Reduced funds from trusts, grants and sponsorship means that CCS Disability Action Canterbury West Coast has to reevaluate its services in rural areas such as Westport, Greymouth, Hokitika, Rangiora, Ashburton and Kaikoura as well as Christchurch City services and programmes.
CCS Disability Action Regional Manager David Matthews says that local support services throughout the Canterbury and West Coast regions are essential for disabled people wanting to get on with living their lives.
“We’ve always run our services to disabled people in an effective and efficient way but for many years there’s been a funding deficit between what the services cost and what support we get from the Government,” says David.
“In the past we were fortunate to find funds to plug these gaps in the good faith that the Government would swoop in eventually and ease the burden on us but that’s not been the case.”
For many years CCS Disability Action (formerly the New Zealand Crippled Children Society and CCS) has delivered regular services to over 6,000 people with disabilities, making them one of the largest disability support service providers in New Zealand.
While many other services have withdrawn local support CCS Disability Action aimed to reverse this trend by having a local presence in most areas of New Zealand.
This funding set back is likely to change that and David knows the impact it will have on families.
“We’ve always aimed to assist all people who face barriers on the basis of disability. We get to know families, and support and advocate alongside them within the disability support and health systems and early childhood and school settings so they can have the life for their child and themselves that they want.”
“We are a careful and diligent not for profit organisation and having had an honest look at the books we’ve come to the conclusion that the size of the deficit is unsustainable. We’ve had enough of trying to cover up the shortfall in funds for what many disabled people see as core services,”explains David
CCS Disability Action predicts that removing staff from some of its area branches would have a profound effect in the communities they serve.
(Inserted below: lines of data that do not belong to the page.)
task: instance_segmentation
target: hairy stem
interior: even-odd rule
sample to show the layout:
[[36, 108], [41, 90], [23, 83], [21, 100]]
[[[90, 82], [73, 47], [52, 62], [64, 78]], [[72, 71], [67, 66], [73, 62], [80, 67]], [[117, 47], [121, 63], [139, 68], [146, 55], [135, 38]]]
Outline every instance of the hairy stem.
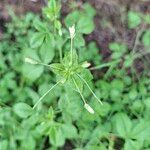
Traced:
[[81, 93], [81, 91], [80, 91], [80, 89], [79, 89], [79, 87], [78, 87], [78, 85], [77, 85], [75, 79], [72, 78], [72, 80], [73, 80], [73, 82], [74, 82], [74, 84], [75, 84], [75, 86], [76, 86], [76, 88], [77, 88], [79, 94], [81, 95], [81, 98], [82, 98], [82, 100], [83, 100], [83, 103], [86, 104], [86, 100], [85, 100], [85, 98], [83, 97], [83, 95], [82, 95], [82, 93]]
[[58, 81], [56, 84], [54, 84], [45, 94], [36, 102], [36, 104], [33, 106], [33, 109], [42, 101], [42, 99], [54, 88], [56, 87], [61, 81]]
[[95, 93], [92, 91], [92, 89], [90, 88], [89, 84], [86, 82], [86, 80], [84, 78], [82, 78], [79, 74], [77, 74], [77, 76], [87, 85], [87, 87], [89, 88], [89, 90], [91, 91], [91, 93], [93, 94], [93, 96], [97, 99], [97, 101], [99, 103], [101, 103], [101, 105], [103, 105], [102, 101], [95, 95]]

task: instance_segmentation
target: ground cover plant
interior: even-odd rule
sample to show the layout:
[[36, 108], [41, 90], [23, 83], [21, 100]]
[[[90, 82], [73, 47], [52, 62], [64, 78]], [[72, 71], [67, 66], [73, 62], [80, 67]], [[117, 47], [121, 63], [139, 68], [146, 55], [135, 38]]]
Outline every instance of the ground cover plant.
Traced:
[[74, 2], [66, 16], [61, 8], [50, 0], [42, 15], [9, 9], [0, 41], [0, 149], [149, 150], [150, 15], [127, 12], [127, 27], [138, 31], [133, 47], [109, 42], [105, 62], [96, 41], [87, 42], [95, 8]]

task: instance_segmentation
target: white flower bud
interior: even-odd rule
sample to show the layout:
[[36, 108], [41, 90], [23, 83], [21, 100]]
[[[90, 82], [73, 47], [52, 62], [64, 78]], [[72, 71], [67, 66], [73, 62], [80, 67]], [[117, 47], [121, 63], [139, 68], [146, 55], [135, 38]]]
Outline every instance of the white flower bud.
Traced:
[[82, 67], [83, 68], [88, 68], [89, 66], [91, 66], [91, 64], [87, 61], [85, 61], [84, 63], [82, 63]]
[[30, 63], [30, 64], [33, 64], [33, 65], [38, 64], [38, 62], [37, 62], [36, 60], [34, 60], [34, 59], [32, 59], [32, 58], [29, 58], [29, 57], [26, 57], [26, 58], [25, 58], [25, 62]]
[[93, 108], [92, 108], [89, 104], [85, 103], [85, 104], [84, 104], [84, 108], [85, 108], [89, 113], [94, 114], [94, 110], [93, 110]]
[[69, 32], [70, 32], [70, 38], [74, 38], [75, 36], [75, 27], [74, 25], [72, 27], [69, 27]]

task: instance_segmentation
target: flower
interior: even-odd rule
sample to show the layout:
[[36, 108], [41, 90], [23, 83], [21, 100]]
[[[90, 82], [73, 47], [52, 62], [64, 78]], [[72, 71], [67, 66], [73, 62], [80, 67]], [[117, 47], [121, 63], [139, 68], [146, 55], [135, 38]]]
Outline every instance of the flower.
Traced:
[[91, 64], [89, 62], [87, 62], [87, 61], [82, 63], [82, 67], [83, 68], [88, 68], [89, 66], [91, 66]]
[[72, 27], [69, 27], [69, 32], [70, 32], [71, 39], [73, 39], [75, 36], [75, 26], [74, 25]]
[[26, 58], [25, 58], [25, 62], [30, 63], [30, 64], [33, 64], [33, 65], [38, 64], [38, 62], [37, 62], [36, 60], [34, 60], [34, 59], [32, 59], [32, 58], [29, 58], [29, 57], [26, 57]]
[[85, 108], [89, 113], [94, 114], [94, 110], [93, 110], [93, 108], [92, 108], [89, 104], [85, 103], [85, 104], [84, 104], [84, 108]]

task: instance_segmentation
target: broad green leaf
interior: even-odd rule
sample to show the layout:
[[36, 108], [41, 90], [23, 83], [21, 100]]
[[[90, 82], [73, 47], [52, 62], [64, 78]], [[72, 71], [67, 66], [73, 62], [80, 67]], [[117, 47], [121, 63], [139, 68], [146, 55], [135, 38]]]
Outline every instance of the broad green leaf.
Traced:
[[40, 48], [40, 56], [41, 56], [41, 60], [42, 62], [48, 64], [52, 61], [52, 59], [54, 58], [54, 49], [49, 42], [44, 42]]
[[95, 28], [94, 22], [87, 17], [82, 17], [78, 21], [77, 29], [80, 33], [89, 34], [94, 30], [94, 28]]
[[71, 66], [77, 66], [78, 65], [78, 55], [76, 53], [76, 50], [73, 50], [73, 54], [71, 53], [71, 51], [69, 51], [68, 53], [66, 53], [65, 57], [63, 58], [63, 65], [65, 67], [69, 67]]
[[76, 24], [80, 18], [80, 12], [74, 11], [72, 13], [69, 13], [67, 17], [65, 18], [65, 24], [67, 27], [71, 27], [72, 25]]
[[60, 127], [53, 126], [49, 133], [50, 143], [54, 146], [63, 146], [65, 143], [64, 133]]
[[96, 14], [96, 10], [95, 10], [89, 3], [85, 3], [85, 4], [83, 5], [83, 9], [84, 9], [86, 15], [87, 15], [88, 17], [91, 17], [91, 19], [92, 19], [92, 17], [94, 17], [95, 14]]
[[128, 12], [128, 27], [133, 29], [141, 23], [141, 17], [138, 12]]
[[123, 138], [129, 138], [132, 128], [130, 118], [125, 113], [117, 113], [113, 119], [117, 134]]
[[81, 92], [83, 91], [83, 82], [77, 75], [73, 75], [72, 78], [69, 78], [67, 80], [67, 84], [70, 88], [77, 92], [79, 92], [79, 90]]
[[125, 141], [124, 150], [141, 150], [141, 142], [127, 139]]
[[141, 120], [136, 124], [132, 130], [132, 137], [140, 140], [148, 139], [150, 137], [150, 122]]
[[42, 45], [45, 38], [45, 34], [42, 32], [34, 33], [30, 39], [31, 48], [37, 48]]
[[144, 46], [150, 46], [150, 29], [145, 31], [142, 37], [142, 42]]
[[33, 113], [32, 107], [22, 102], [15, 104], [13, 110], [20, 118], [27, 118]]
[[61, 128], [65, 138], [71, 139], [77, 137], [77, 129], [72, 124], [63, 124]]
“If we take out our person in Rangiora that’s approximately 100 families worse off and there’s no replacement service or organisation once we’re gone. That’s very alarming to me,” adds David.
That sentiment is shared by Justine Kerr, from Oxford.
“CCS Disability Action has been working with me and my 10 year old son for the last 2 years. Having a disabled child places unbelievable pressures on the whole family but CCS Disability Action has been there to advocate and support us,” says Justine.
“CCS Disability Action has supported me in many ways not only by attending meetings with me and professionals but also on a personal level. There has always been someone to listen to me when I was feeling stressed and at my wits end.”
“They gave me the confidence that I was doing a good job as a parent not only with my disabled son but with my other children as well.”
“Without CCS Disability Action’s support I feel my family would have fallen apart leaving my son in residential care and myself feeling as though I had failed him,” adds Justine.
David Matthews hopes that more stories like Justine’s can highlight the urgent funding need for core services that disabled people and their families rely on.
“What we need now is for more people in these communities to come forward and tell their stories of how these essential services make a real difference to their lives. We need them, their families and their friends to put pressure on the Government to find the funding for these core services. We have been trying for nine years now to get this issue sorted – our patience is wearing thin,”finishes David.